Sözleri de yeniliklere ne kadar açık olduğunun kanıtı zaten... Bir süre fotoğrafla ilgilendiğini, eğitimini aldıktan sonra bir süre spikerlik yaptığını heyecanla anlatıyor: “Rahat bir insanım ama tutkuluyum da... Oyunculuğa, beni zorlayan karakterler olduğu sürece devam edebileceğimi düşünüyorum. şu an için oyunculuk, benim için sadece bir tecrübe. ıyi olmadığımı düşündüğüm noktada bırakıp başka bir iş de yapabilirim.”
Programının yoğunluğundan ötürü düzenli devam edemese de halen Bilgi Üniversitesi’nde tarih okuyan Selen Soyder, fırsat buldukça Bağdat Caddesi’nde vakit geçirmekten hoşlandığını, bu çevrenin ona ızmir’i hatırlattığını da sözlerine ekliyor.
HEP ERKEKLERLE PİŞTİ OLUYORUM
Söz modaya geldiğinde ise hiç duraksamadan içinde bulunduğu durumu özetliyor: “Benim için moda hep aynı, çünkü çocukluğumdan bu yana tarzımı çok değiştirdiğimi söyleyemem. Çok fazla renk sevmem; kadife pantolonlarım, kareli gömleklerim ve çiçekli elbiselerimden vazgeçmem. Sade kıyafetleri severim ama çok klasik de değilimdir. Babam, erkek çocuğu gibi giyindiğimi söyler hep, gerçekten de erkek mağazalarından sık sık alışveriş yaparım. Kadınların kabusu olan pişti olma durumunu ben genelde erkeklerle yaşıyorum. Yuvarlak hatlara sahip olduğum için, erkek gömleği bile giysem çok erkeksi durmuyor üzerimde. Kendime en yakıştırdığım dekolte bacak dekoltesidir, dolayısıyla da şort vazgeçilmezlerim arasındadır. Alışverişe genelde yalnız çıkarım, biri yanımda olduğunda kafam karışıyor. Neye ihtiyacım olduğunu bilirim ve ona göre alışveriş yaparım. Genelde Topshop ve semt pazarlarına göz gezdiririm ve bunu da söylemeden geçmek istemiyorum; giyinirken genelde Thom Yorke dinlemeyi severim. Bir de bir arkadaşım sayesinde keşfettiğim Fransız radyosu Fip de devamlı fon müziği olarak çalıyor şu sıralar.”

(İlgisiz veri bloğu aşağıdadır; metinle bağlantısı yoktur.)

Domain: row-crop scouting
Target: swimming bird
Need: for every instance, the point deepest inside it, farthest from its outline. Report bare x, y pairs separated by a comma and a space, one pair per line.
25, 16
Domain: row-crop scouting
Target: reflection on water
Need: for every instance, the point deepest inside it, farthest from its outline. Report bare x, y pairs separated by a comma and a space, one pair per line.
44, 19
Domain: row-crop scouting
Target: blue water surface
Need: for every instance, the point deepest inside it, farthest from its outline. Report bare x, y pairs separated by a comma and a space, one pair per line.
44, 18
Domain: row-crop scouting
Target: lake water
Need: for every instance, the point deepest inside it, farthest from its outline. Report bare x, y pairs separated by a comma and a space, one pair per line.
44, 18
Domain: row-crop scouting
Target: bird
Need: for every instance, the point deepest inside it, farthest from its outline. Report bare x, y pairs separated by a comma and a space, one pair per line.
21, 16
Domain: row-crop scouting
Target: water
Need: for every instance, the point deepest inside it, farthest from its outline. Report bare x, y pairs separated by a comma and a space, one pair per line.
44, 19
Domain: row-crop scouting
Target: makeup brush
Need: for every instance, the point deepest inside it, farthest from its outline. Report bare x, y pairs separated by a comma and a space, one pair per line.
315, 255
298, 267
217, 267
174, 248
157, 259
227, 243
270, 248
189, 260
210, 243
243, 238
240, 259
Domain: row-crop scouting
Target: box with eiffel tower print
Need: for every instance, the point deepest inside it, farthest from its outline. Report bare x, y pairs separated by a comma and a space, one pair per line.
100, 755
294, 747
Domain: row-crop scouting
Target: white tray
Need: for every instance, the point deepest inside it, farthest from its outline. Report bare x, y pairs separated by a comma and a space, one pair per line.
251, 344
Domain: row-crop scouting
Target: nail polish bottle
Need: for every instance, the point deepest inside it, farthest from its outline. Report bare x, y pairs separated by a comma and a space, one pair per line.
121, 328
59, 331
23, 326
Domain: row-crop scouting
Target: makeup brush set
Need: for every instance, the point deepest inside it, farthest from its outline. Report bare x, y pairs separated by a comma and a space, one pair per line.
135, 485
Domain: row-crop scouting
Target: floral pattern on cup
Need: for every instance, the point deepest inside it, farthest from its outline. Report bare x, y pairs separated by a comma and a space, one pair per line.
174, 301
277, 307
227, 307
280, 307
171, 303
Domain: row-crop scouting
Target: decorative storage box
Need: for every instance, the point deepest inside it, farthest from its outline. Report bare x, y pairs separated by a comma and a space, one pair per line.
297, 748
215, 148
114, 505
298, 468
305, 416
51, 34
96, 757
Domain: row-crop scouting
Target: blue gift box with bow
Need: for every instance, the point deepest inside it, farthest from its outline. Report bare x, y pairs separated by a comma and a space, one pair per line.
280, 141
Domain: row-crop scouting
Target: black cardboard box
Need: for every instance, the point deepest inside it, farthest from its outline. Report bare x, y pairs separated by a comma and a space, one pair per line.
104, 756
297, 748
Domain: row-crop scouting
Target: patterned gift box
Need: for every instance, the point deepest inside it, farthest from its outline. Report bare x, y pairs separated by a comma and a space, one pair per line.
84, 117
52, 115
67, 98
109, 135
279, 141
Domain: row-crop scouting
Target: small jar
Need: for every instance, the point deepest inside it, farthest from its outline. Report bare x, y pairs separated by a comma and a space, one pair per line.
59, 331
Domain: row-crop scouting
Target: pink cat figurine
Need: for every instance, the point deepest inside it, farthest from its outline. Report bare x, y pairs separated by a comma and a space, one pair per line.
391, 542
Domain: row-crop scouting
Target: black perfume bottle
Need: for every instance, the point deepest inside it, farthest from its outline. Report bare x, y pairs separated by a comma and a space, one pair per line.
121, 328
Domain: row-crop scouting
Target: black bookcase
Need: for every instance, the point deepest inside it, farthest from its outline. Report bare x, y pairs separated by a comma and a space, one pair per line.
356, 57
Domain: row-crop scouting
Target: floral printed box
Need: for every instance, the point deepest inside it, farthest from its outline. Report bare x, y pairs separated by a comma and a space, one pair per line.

MANKENLİK BANA GÖRE BıR MESLEK DEĞİL
Söz, dönüp dolaşıp 2007 yılında Miss Turkey yarışmasında Türkiye güzeli seçilmesine geldiğinde ise Soyder, kendini yine net cümlelerle ifade ediyor: “Güzellik yarışması çocukluk hayalimdi; benim için bir hayaldi ve bitti. Ben daha yaratıcı işlerde yer almak istiyorum ve mankenlik buna çok uygun bir meslek değil. Bir de ben çocukken iyiydi bu iş, o dönemleri yakalayamadığım için de açıkçası çok içerisinde olmak istemedim. ıyi ki yarışmanın heyecanı ve hevesiyle yanlış kararlar almamışım, sakin davrandığım için memnunum.”
BİR DAHA AŞIK OLAMAM
Enerjisini çalacağını düşündüğü her şeye kapılarını kapatmış Selen Soyder... Ona göre enerji, aşk demek... Hayatında bir kere aşık olduğunu ve bir daha da olacağını düşünmediğini yüzünde hüzünlü bir ifadeyle söylüyor. Bir şeye ne kadar bağlanabileceğinin tanımını yaparken, kendinden beklenmeyecek “romantik” bir tavırla, “Üç yaşımdan bu yana oyuncak maymunumla yatıyorum, benimle birlikte dünyayı gezmiştir herhalde. Ben böyle diyeyim, siz anlayın” diyerek gülüyor.